How to tackle corruption in Hawaii government? This commission has some ideas

Multiple recent scandals in state and county government have led to sweeping proposals from a high-powered commission.
Published: Dec. 2, 2022 at 5:23 PM HST|Updated: Dec. 2, 2022 at 6:39 PM HST

HONOLULU (HawaiiNewsNow) - Multiple recent scandals in state and county government have led to sweeping proposals from a high-powered commission.

The convictions of former state Sen. Kalani English and state Rep. Ty Cullen led House leaders to form the Commission to Improve Standards of Conduct, led by former appeals court Judge Daniel Foley.

The Commission report cites many other cases of bribery or abuse of power in every county and said the public perceives a “deep moral crisis” in government across the state.

Commission vice chair, state Ethics Commission Director Robert Harris, said the rash of scandals has shaken confidence and the foundation of Democratic government in Hawaii.

“So the statement that we use ― ‘deep moral crisis’ ― was deliberate, intentional, that this is fundamental to, you know, essentially our continued operation as a state of Hawaii,” Harris said.

Court documents said English bragged to the businessman who bribed him that he could easily kill bills, so the commission recommended legislative chairs should explain why bills are killed.

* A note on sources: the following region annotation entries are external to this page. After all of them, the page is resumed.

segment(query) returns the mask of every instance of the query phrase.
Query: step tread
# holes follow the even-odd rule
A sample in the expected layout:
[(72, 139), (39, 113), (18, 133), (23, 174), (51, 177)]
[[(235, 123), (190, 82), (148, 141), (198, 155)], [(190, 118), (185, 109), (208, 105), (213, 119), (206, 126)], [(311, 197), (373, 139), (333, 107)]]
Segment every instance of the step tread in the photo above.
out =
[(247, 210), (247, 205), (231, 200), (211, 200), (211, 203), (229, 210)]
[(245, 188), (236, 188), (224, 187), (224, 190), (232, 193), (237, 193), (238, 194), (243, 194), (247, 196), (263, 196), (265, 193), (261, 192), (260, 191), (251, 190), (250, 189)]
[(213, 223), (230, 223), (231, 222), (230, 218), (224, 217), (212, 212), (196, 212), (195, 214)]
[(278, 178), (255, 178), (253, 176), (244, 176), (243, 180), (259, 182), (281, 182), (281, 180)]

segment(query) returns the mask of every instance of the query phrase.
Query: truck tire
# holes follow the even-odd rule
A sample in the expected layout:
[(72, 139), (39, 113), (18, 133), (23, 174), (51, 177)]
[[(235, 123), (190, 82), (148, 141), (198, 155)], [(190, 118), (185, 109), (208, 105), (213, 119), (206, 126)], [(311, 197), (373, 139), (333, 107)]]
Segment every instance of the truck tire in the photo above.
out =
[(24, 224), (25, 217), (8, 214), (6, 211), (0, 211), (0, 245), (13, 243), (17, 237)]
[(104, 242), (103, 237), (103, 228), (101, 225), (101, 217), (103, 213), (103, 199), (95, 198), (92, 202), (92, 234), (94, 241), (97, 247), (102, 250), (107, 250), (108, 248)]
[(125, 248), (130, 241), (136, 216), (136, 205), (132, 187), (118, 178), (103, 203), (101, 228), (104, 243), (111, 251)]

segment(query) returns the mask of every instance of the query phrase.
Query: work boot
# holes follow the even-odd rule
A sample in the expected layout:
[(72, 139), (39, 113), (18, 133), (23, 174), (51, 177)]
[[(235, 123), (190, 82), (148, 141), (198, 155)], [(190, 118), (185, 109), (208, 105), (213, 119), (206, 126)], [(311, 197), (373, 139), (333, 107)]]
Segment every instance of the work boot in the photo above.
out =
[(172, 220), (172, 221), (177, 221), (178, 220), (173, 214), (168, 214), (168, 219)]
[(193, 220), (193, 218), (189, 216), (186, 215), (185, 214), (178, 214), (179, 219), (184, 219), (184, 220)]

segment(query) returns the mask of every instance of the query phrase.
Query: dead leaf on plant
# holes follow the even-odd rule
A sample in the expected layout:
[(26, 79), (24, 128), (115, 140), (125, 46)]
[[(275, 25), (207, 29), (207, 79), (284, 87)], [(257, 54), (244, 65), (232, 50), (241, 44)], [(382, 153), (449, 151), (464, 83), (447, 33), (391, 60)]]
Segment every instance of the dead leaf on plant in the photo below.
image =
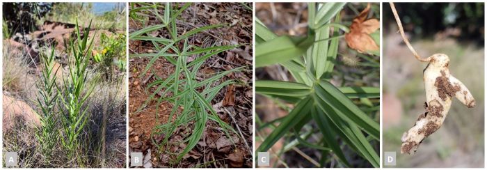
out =
[(350, 33), (345, 34), (345, 40), (349, 47), (360, 53), (369, 53), (379, 49), (370, 34), (378, 29), (381, 24), (376, 18), (367, 20), (369, 10), (370, 3), (368, 3), (365, 9), (353, 18)]

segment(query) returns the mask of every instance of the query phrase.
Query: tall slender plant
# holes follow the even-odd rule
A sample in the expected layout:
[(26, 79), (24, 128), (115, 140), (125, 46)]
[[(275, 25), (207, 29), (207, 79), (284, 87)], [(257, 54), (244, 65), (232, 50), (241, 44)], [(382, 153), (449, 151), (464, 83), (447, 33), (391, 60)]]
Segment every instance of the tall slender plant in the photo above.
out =
[[(82, 38), (77, 20), (76, 24), (77, 43), (73, 42), (72, 40), (70, 41), (74, 65), (71, 65), (68, 59), (69, 75), (67, 79), (63, 77), (64, 85), (62, 89), (60, 88), (58, 90), (58, 93), (64, 92), (64, 95), (61, 98), (63, 104), (61, 110), (65, 111), (63, 116), (61, 116), (63, 128), (61, 141), (67, 152), (68, 159), (72, 159), (79, 149), (84, 148), (81, 145), (86, 144), (86, 142), (80, 141), (79, 138), (89, 117), (85, 102), (95, 88), (93, 84), (87, 83), (89, 73), (87, 68), (90, 58), (87, 56), (90, 54), (88, 52), (93, 41), (93, 39), (91, 39), (88, 42), (91, 21), (88, 28), (83, 32)], [(78, 157), (78, 162), (81, 164), (82, 161)]]
[(56, 77), (53, 75), (61, 70), (58, 70), (58, 67), (55, 68), (54, 47), (49, 56), (42, 55), (42, 58), (44, 64), (41, 82), (36, 85), (40, 90), (36, 105), (40, 109), (40, 111), (38, 111), (38, 115), (41, 125), (38, 128), (35, 137), (39, 141), (41, 151), (46, 157), (46, 160), (49, 160), (57, 136), (55, 119), (56, 112), (54, 107), (58, 102), (58, 93), (56, 91)]

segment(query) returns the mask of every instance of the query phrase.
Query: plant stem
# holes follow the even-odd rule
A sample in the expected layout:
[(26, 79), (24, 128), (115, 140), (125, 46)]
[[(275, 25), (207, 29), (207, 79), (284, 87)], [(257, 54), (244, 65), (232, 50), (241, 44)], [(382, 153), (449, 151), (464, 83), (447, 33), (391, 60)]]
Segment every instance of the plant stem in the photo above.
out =
[(397, 22), (397, 27), (399, 27), (399, 29), (401, 36), (402, 36), (402, 39), (404, 40), (406, 45), (407, 45), (408, 48), (409, 48), (409, 50), (410, 50), (411, 52), (413, 52), (413, 54), (415, 57), (416, 57), (416, 59), (422, 62), (429, 62), (429, 61), (431, 60), (431, 57), (428, 57), (426, 59), (421, 58), (421, 56), (420, 56), (420, 55), (418, 55), (417, 53), (416, 53), (416, 51), (414, 50), (414, 48), (413, 47), (411, 44), (409, 43), (408, 38), (406, 37), (406, 34), (404, 34), (404, 30), (403, 29), (402, 24), (401, 23), (401, 19), (399, 19), (399, 15), (397, 15), (397, 11), (396, 10), (396, 7), (394, 6), (394, 3), (390, 2), (389, 4), (390, 5), (390, 8), (392, 10), (394, 17), (396, 19), (396, 22)]

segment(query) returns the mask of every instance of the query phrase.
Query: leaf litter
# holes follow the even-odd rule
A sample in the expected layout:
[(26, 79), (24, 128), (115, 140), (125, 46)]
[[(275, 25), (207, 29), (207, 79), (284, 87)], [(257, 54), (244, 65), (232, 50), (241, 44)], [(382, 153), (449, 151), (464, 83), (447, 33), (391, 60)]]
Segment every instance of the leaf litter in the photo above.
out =
[[(136, 7), (138, 4), (134, 5)], [(189, 42), (191, 45), (201, 47), (210, 47), (214, 44), (241, 45), (238, 48), (210, 57), (202, 66), (202, 69), (196, 75), (197, 77), (195, 77), (197, 80), (203, 80), (218, 72), (252, 65), (252, 10), (246, 8), (244, 5), (252, 6), (249, 3), (192, 3), (182, 12), (180, 18), (176, 20), (176, 22), (179, 24), (177, 29), (179, 34), (209, 24), (230, 24), (230, 26), (210, 29), (189, 37)], [(179, 4), (179, 6), (182, 6), (182, 4)], [(160, 13), (163, 12), (159, 11)], [(129, 19), (129, 31), (134, 32), (144, 27), (161, 24), (154, 16), (147, 17), (145, 23)], [(167, 38), (170, 37), (168, 35), (166, 30), (158, 30), (148, 36)], [(157, 52), (155, 47), (150, 42), (129, 40), (129, 45), (131, 54)], [(157, 152), (157, 146), (151, 140), (159, 142), (166, 137), (161, 134), (154, 136), (151, 139), (151, 132), (157, 125), (167, 123), (173, 105), (168, 102), (161, 102), (157, 112), (157, 102), (151, 102), (141, 111), (136, 111), (145, 102), (150, 94), (156, 90), (155, 87), (147, 89), (147, 84), (153, 82), (156, 77), (167, 78), (174, 72), (175, 67), (163, 57), (160, 57), (144, 77), (141, 77), (141, 73), (149, 60), (150, 59), (147, 58), (132, 58), (129, 61), (129, 150), (130, 152), (143, 152), (145, 155), (145, 153), (150, 153), (147, 154), (150, 155), (149, 158), (147, 158), (147, 155), (145, 156), (143, 167), (252, 167), (251, 70), (229, 73), (218, 82), (217, 84), (220, 84), (227, 79), (238, 79), (244, 84), (227, 86), (218, 92), (211, 102), (220, 118), (230, 125), (239, 134), (230, 133), (232, 139), (230, 140), (222, 132), (221, 128), (217, 123), (208, 121), (202, 138), (196, 146), (186, 154), (182, 161), (171, 164), (171, 161), (175, 160), (175, 157), (168, 153), (180, 153), (186, 148), (184, 143), (179, 142), (183, 140), (183, 137), (192, 132), (191, 131), (194, 125), (193, 122), (189, 122), (187, 127), (178, 128), (169, 137), (169, 143), (179, 144), (170, 145), (171, 147), (166, 148), (165, 150), (168, 150), (165, 152)], [(187, 62), (192, 60), (194, 60), (194, 56), (189, 56)], [(181, 111), (182, 109), (184, 108), (179, 108), (178, 111)], [(157, 116), (155, 113), (157, 113)], [(174, 119), (175, 118), (172, 120)], [(244, 140), (241, 139), (242, 136)], [(149, 159), (152, 162), (150, 166), (147, 164), (145, 159)]]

As simple as that sounds, University of Hawaii Political Science Professor Colin Moore doubts it will happen.

“A lot of their power comes from their ability to kill bills or not hear bills, really without giving an explanation,” Moore said.

Lawmakers could also argue it was an unnecessary burden because far more bills are killed every year than passed.

Another proposal that lawmakers could impose without new laws would ban nepotism.

CCullen, for example, legally employed family members, while illegally taking bribes. Harris said nepotism raises many issues of favoritism and poor management.

“And if you’re talking about the highest standards of ethical conduct, we really shouldn’t be debating whether or not nepotism should be allowed or not,” Harris said.

Other major proposals would force lawmakers to disclose more of their connections to people lobbying them, make it easier to use state laws to prosecute corruption, and set 16-year limits on legislators’ careers.

That proposal split the commission, with some arguing that there is already significant turnover in the Legislature, and a term limit would penalize senior lawmakers when they’ve developed expertise.

But Moore said it would be popular with voters who feel lawmakers get too comfortable.

“That would be a big change to a state where there’s often people who ‘ve made careers out of holding public office,” Moore said.

Former prosecutor and Judge Randal Lee said he was skeptical about whether the significant reform ideas would be implemented, given the history he’s witnessed in corruption cases which led for calls for reform in the past.

“I seriously doubt something will be enacted,” Lee said. “And even if something is enacted, it’ll probably be in a watered down form, whereby they will would be loopholes that you can circumvent the laws.”

Lee said the real root of corruption is the tie between political contributions and government decisions and contracts.

“They have a personal interest to make these donations to get the favorable type of treatment, so that they will be at the table at the time decision making is being made,” Lee said.

House leaders only promise the ideas will get a fair hearing.

But Moore said the thoroughness of the report will make it hard to argue against reform.

“When you have such, in my opinion, an excellent and clear document like this, it is going to be harder for legislators to dodge every one of these issues,” Moore said.